The new map corrects multiple errors in the Y chromosome from the current human reference genome assembly, adds over 30 million base pairs of sequence to that reference, as well as revealing the complete structures of several gene families and identifying 41 new protein-coding genes.

“The results also correct assumptions made in microbiome studies, in which previously unknown human Y chromosome sequences were mistakenly assigned as bacterial sequences,” Dr Phillippy said.

In a separate paper, Dr Charles Lee and colleagues assemble human Y chromosomes from 43 male individuals representing 21 different world populations to provide a more detailed view of genetic variation between Y chromosomes due to of human evolution.

Most cells in the body are diploid, meaning they have two copies of each chromosome, comprising 22 pairs of each autosomal chromosome plus a pair of sex chromosomes – either two X’s or one X and one Y.

However, gametes (sperm and eggs) are haploid, with only one copy of each autosomal chromosome, plus one sex chromosome – an X or Y – to ensure that the resulting embryo will have the correct number of chromosomes.

During meiosis, the chromosomes from the mother pair up with the father’s chromosomes and undergo recombination, where sections of genetic material are exchanged, before being separated into unique haploid daughter cells.
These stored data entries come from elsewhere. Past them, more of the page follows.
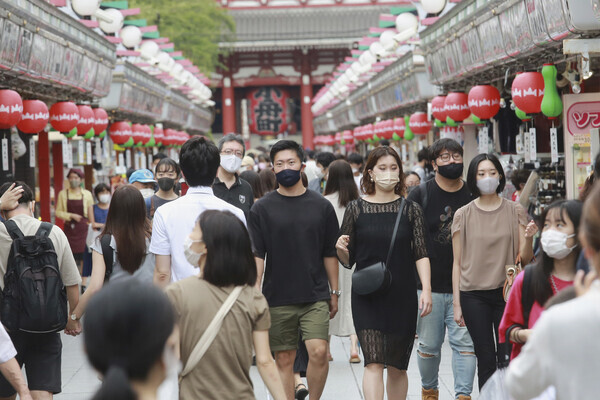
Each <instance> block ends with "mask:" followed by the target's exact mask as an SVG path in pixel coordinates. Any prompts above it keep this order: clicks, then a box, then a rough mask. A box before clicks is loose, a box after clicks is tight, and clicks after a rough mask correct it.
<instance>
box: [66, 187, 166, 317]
mask: <svg viewBox="0 0 600 400" xmlns="http://www.w3.org/2000/svg"><path fill="white" fill-rule="evenodd" d="M150 235H151V228H150V221H149V220H148V218H147V217H146V207H145V206H144V198H143V197H142V195H141V193H140V191H139V190H137V189H136V188H134V187H133V186H131V185H123V186H119V187H118V188H117V189H116V190H115V193H114V194H113V197H112V201H111V203H110V208H109V209H108V216H107V217H106V224H105V226H104V229H103V230H102V233H101V234H100V236H99V237H98V238H96V240H95V242H94V244H93V245H92V263H93V267H92V277H91V279H90V285H89V286H88V289H87V290H86V291H85V293H84V294H83V296H81V298H80V300H79V303H78V304H77V307H76V308H75V310H74V311H73V314H71V319H73V320H75V321H79V320H80V319H81V317H82V316H83V314H84V313H85V310H86V307H87V305H88V303H89V301H90V299H91V298H92V297H94V296H95V295H96V293H98V291H100V289H102V287H103V286H104V284H105V283H107V282H110V283H111V284H112V283H113V282H118V281H119V280H122V279H124V278H126V277H130V276H133V277H134V278H135V279H136V280H139V281H140V282H144V283H147V284H152V279H153V275H154V255H153V254H152V253H150V252H149V251H148V247H149V245H150ZM119 249H125V250H124V251H123V250H121V251H119Z"/></svg>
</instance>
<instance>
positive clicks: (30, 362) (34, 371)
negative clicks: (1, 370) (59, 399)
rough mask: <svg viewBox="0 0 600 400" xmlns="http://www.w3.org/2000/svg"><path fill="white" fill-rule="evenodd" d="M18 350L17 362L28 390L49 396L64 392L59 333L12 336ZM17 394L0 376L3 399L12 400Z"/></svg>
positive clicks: (61, 355) (0, 385)
mask: <svg viewBox="0 0 600 400" xmlns="http://www.w3.org/2000/svg"><path fill="white" fill-rule="evenodd" d="M9 335H10V338H11V340H12V342H13V344H14V346H15V349H17V357H16V358H17V361H18V362H19V365H20V366H21V367H23V364H24V365H25V373H26V374H27V386H29V390H40V391H44V392H50V393H54V394H57V393H60V391H61V384H62V382H61V371H60V368H61V357H62V341H61V340H60V333H58V332H56V333H25V332H15V333H9ZM15 393H16V390H15V389H14V388H13V387H12V386H11V384H10V383H8V381H7V380H6V379H5V378H4V376H2V375H1V374H0V397H10V396H12V395H14V394H15Z"/></svg>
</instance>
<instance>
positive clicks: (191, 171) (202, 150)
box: [179, 136, 221, 186]
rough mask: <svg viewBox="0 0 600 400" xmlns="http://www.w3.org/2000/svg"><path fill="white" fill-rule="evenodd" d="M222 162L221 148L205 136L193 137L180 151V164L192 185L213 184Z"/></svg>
mask: <svg viewBox="0 0 600 400" xmlns="http://www.w3.org/2000/svg"><path fill="white" fill-rule="evenodd" d="M220 164H221V155H220V154H219V149H218V148H217V146H215V144H214V143H213V142H211V141H210V140H207V139H206V138H205V137H203V136H194V137H192V138H191V139H189V140H188V141H187V142H185V143H184V144H183V146H181V150H180V151H179V165H180V166H181V171H182V172H183V175H184V177H185V180H186V182H187V184H188V185H190V186H211V185H212V184H213V182H214V181H215V177H216V176H217V170H218V169H219V165H220Z"/></svg>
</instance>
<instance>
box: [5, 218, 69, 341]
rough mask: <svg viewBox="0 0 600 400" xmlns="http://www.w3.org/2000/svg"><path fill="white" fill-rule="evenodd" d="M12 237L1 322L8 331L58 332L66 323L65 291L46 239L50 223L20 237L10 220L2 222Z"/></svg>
mask: <svg viewBox="0 0 600 400" xmlns="http://www.w3.org/2000/svg"><path fill="white" fill-rule="evenodd" d="M4 225H5V226H6V230H7V231H8V233H9V234H10V236H11V238H12V239H13V242H12V246H11V249H10V255H9V256H8V265H7V268H6V275H4V290H3V291H2V299H1V305H0V318H1V319H2V323H3V324H4V326H5V327H6V329H8V330H9V331H11V332H16V331H23V332H31V333H50V332H58V331H61V330H63V329H64V328H65V326H66V325H67V317H68V308H67V290H66V288H65V285H64V284H63V281H62V278H61V276H60V270H59V268H58V258H57V256H56V251H55V250H54V245H53V244H52V241H51V240H50V237H49V235H50V231H51V230H52V224H49V223H47V222H42V224H41V225H40V227H39V229H38V231H37V232H36V234H35V235H34V236H24V235H23V232H21V230H20V229H19V227H18V226H17V224H16V223H15V222H14V221H11V220H8V221H4Z"/></svg>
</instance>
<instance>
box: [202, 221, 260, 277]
mask: <svg viewBox="0 0 600 400" xmlns="http://www.w3.org/2000/svg"><path fill="white" fill-rule="evenodd" d="M198 224H200V229H201V230H202V240H203V241H204V244H205V245H206V252H207V253H206V264H205V265H204V273H203V278H204V279H205V280H206V281H207V282H210V283H212V284H213V285H215V286H221V287H222V286H231V285H235V286H240V285H254V284H255V283H256V277H257V273H256V263H255V260H254V255H253V254H252V246H251V243H250V236H249V235H248V230H247V229H246V226H245V225H244V224H243V222H242V221H240V220H239V218H237V217H236V216H235V215H233V214H232V213H231V212H229V211H218V210H207V211H204V212H203V213H202V214H200V217H199V218H198Z"/></svg>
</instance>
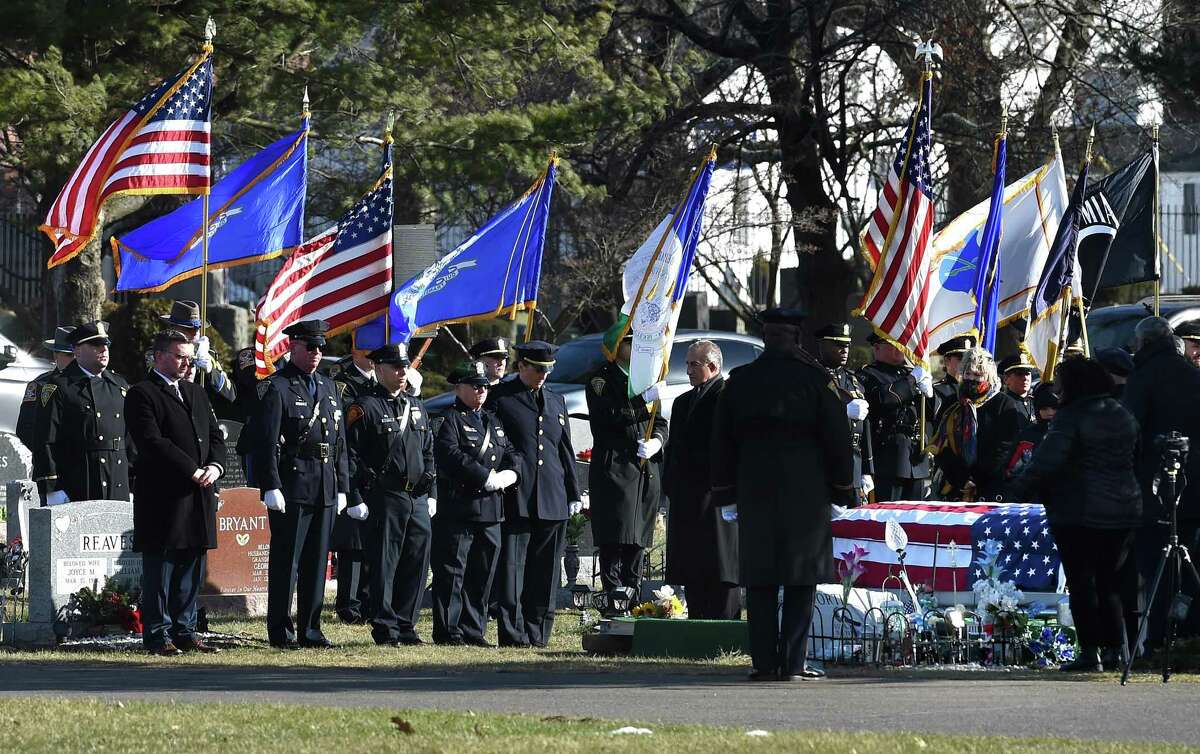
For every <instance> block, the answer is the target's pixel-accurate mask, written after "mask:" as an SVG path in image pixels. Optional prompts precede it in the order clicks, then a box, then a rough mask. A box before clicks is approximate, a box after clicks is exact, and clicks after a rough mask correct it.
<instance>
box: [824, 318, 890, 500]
mask: <svg viewBox="0 0 1200 754" xmlns="http://www.w3.org/2000/svg"><path fill="white" fill-rule="evenodd" d="M814 335H815V336H816V339H817V355H818V358H820V359H821V365H822V366H824V367H826V369H827V370H829V373H830V375H833V381H834V384H835V385H838V393H839V394H840V395H841V400H842V402H844V403H846V418H847V419H848V420H850V442H851V449H852V450H853V454H854V498H856V501H858V502H859V503H865V502H866V501H868V495H870V493H871V490H874V489H875V480H874V478H872V475H874V474H875V471H874V460H872V459H871V425H870V424H869V423H868V421H866V417H868V415H869V413H870V405H869V403H868V402H866V394H865V393H864V390H863V383H862V381H860V379H859V378H858V375H856V373H854V372H852V371H851V370H848V369H847V367H846V364H847V361H850V325H848V324H846V323H845V322H835V323H833V324H827V325H826V327H823V328H821V329H818V330H817V331H816V333H815V334H814Z"/></svg>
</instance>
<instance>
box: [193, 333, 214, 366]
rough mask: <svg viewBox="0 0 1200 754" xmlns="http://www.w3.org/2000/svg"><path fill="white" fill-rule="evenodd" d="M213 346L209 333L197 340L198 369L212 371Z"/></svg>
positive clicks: (196, 363) (196, 362)
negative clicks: (208, 335)
mask: <svg viewBox="0 0 1200 754" xmlns="http://www.w3.org/2000/svg"><path fill="white" fill-rule="evenodd" d="M211 348H212V347H211V345H210V343H209V336H208V335H202V336H199V337H198V339H197V340H196V369H202V370H204V371H205V372H209V373H212V354H211Z"/></svg>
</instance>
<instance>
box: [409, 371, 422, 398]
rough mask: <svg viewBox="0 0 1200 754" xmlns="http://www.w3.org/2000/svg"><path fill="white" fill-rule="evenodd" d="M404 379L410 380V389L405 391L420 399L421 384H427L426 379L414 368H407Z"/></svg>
mask: <svg viewBox="0 0 1200 754" xmlns="http://www.w3.org/2000/svg"><path fill="white" fill-rule="evenodd" d="M404 378H406V379H408V387H407V388H406V389H404V391H406V393H408V394H409V395H412V396H413V397H420V396H421V383H422V382H425V377H421V373H420V372H419V371H416V370H415V369H413V367H412V366H406V367H404Z"/></svg>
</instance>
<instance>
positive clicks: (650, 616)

Genes spaced far apart on the chromosomes are expected to recombine regularly over generations – with genes at the ends of a chromosome likely originating from different parts of the family tree – while genes that are close together are less likely to be split up during meiosis, forming clusters of genetic material that came exclusively from one parent, known as a haplotype.

However, even though all parts of the autosomal chromosomes and the X chromosome can undergo recombination when paired during meiosis, the Y chromosome never pairs with another Y chromosome, resulting in large sections that do not recombine – which means that it can be used to trace the paternal lineage of specific haplotypes.

In wider use, the term can also be used to describe groups of DNA variations that tend to be inherited as a set – these can be whole genes, or polymorphisms in coding or noncoding regions.

The human reference genome, the most widely used resource in human genetics, is a linear composite of merged haplotypes from more than 20 people, with data from a single individual comprising most of the sequence.

“However, understanding the composition and appreciating the complexity of the Y chromosomes in the human population requires access to assemblies from many diverse individuals,” Dr Lee explained.

“We have combined PacBio HiFi and ONT long-read sequence data to assemble the Y chromosomes from 43 males, representing the five continental groups from the 1000 Genomes Project.

“While both the GRCh38 (mostly R1b-L20 haplogroup) and the T2T Y represent European Y lineages, 49% of our Y chromosomes represent African lineages and include most of the deepest-rooting human Y lineages.

“This newly assembled dataset of 43 Y chromosomes thus provides a more comprehensive view of genetic variation at the nucleotide level across over 180,000 years of human Y chromosome evolution.”